項目 所要時間 行かないことで得られるもの
準備・移動(往復) 約1時間 歩く時間・読書
飲み会本体 約2〜3時間 睡眠・翌朝の時間
アルコール分解(翌朝まで) 約4〜12時間 深い睡眠・早起き
翌日のパフォーマンス低下 半日〜1日 集中力・判断力

飲み会に「行かない」という選択は、単に夜の2〜3時間を守るだけではありません。翌朝の2時間と、日中の集中力まで守ることになります。

私が決めた「参加する」3つの基準

飲み会を「すべて断る」にはしていません。「厳選する」スタンスにしています。参加するかどうかは、次の3つで決めるようにしました。

01
自分が本当に行きたいと思えるか
義務感や断りにくさで参加する飲み会は、翌朝に必ず後悔します。「楽しみたい」「会いたい」という気持ちが先にあるかどうかが判断の基準です。それ以外は断ります。
02
4人まで(大人数は得意でないため)
大人数の場はエネルギーの消耗が大きく、翌朝の疲れ方が違います。少人数なら会話も深くなり、自分のペースで楽しめます。多くても4人を上限にしています。
03
19時終了・帰宅できること
21時就寝から逆算すると、アルコールのリミットは17時ごろが理想です。19時解散なら帰宅・入浴・就寝までのバッファができます。20時を超えそうな場合は参加しません。

断り続けたら、どうなったか

正直に言うと、断ることは今も簡単ではありません。「あの飲み会に行けば、何か大事なことを聞き逃すかもしれない」「輪から外れてしまうかもしれない」——そういう感覚は、誘いがくるたびに、じわじわと出てきます。これはFOMO(Fear Of Missing Out)と呼ばれる心理で、「見逃すことへの恐怖」です。飲み会に限らず、SNSを手放せない理由や、なんとなく予定を詰め込んでしまう理由も、根っこは同じかもしれません。

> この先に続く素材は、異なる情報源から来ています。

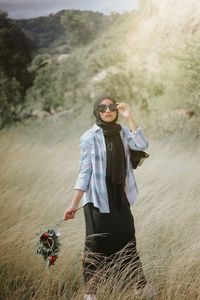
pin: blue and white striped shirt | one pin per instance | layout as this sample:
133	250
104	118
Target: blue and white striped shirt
92	167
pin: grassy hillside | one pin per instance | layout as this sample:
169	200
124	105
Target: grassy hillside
38	170
141	59
151	60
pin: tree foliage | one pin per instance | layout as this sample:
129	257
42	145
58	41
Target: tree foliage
14	75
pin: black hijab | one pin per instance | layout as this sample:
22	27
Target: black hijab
116	163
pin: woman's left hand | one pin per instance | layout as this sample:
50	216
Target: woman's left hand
124	110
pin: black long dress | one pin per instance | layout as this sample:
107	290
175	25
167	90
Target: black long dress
108	233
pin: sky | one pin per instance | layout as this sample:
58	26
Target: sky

でも、仕方ないのです。すべてを選ぶことはできないから。

朝4時に起きるためには、早く眠るしかありません。睡眠時間を削るという選択肢は、はじめからありません。人生は短距離走ではなく、長距離走です。一晩の飲み会で体調を崩し、翌朝の2時間を失い、翌日の集中力を半分にして——それを何十回、何百回と積み重ねることが、長い目で見てどんな意味を持つか。

『エッセンシャル思考』(グレッグ・マキューン著)という本に、こんな考え方があります。「何かを選ぶとは、他の何かを捨てることだ」。大切なものを守り続けるには、意図的に何かを手放す必要があります。私にとってその「手放すもの」が、飲み会です。割り切れているわけではありません。ただ、そう決めています。

飲み会を断るのは、朝の2時間を守るためです。
すべては選べない。だから、大切なものを選ぶ。
そう決めてから、断るたびの後ろめたさと、少しだけうまく付き合えるようになりました。

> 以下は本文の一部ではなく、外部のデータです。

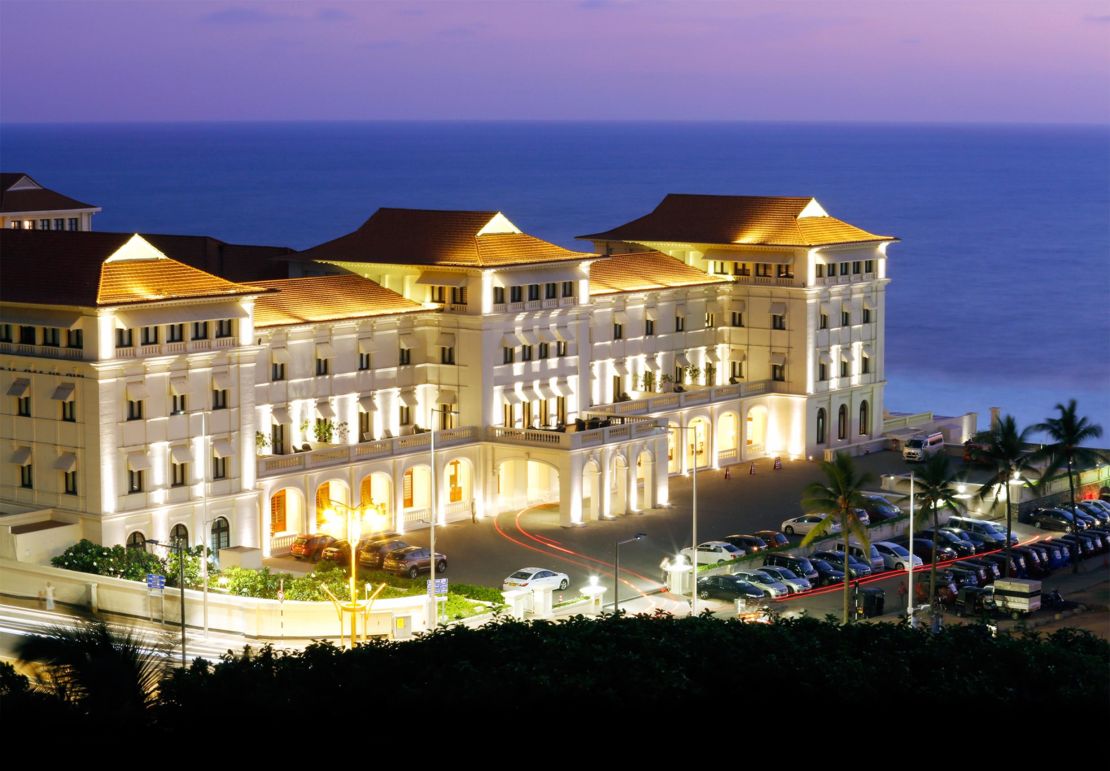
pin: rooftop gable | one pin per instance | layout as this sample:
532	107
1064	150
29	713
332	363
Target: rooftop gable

実は、4時起きの習慣を家族以外にはまだ誰にも話していません。「すごい」と思われたいわけではないから。これは自分との約束であって、誰かに評価してもらうものではないと思っています。だから飲み会を断るときも、理由を長々と説明することはしません。

それでも続けていられるのは、成功している人たちの習慣を見れば確信が持てるからです。ティム・クックが3:45に起き、ジェイミー・ダイモンが4:30に起きて、最も大切な時間を朝に置いている。成功者の習慣を真似ることは、成功への最短距離だと信じています。誰かに話すためではなく、自分のために続けています。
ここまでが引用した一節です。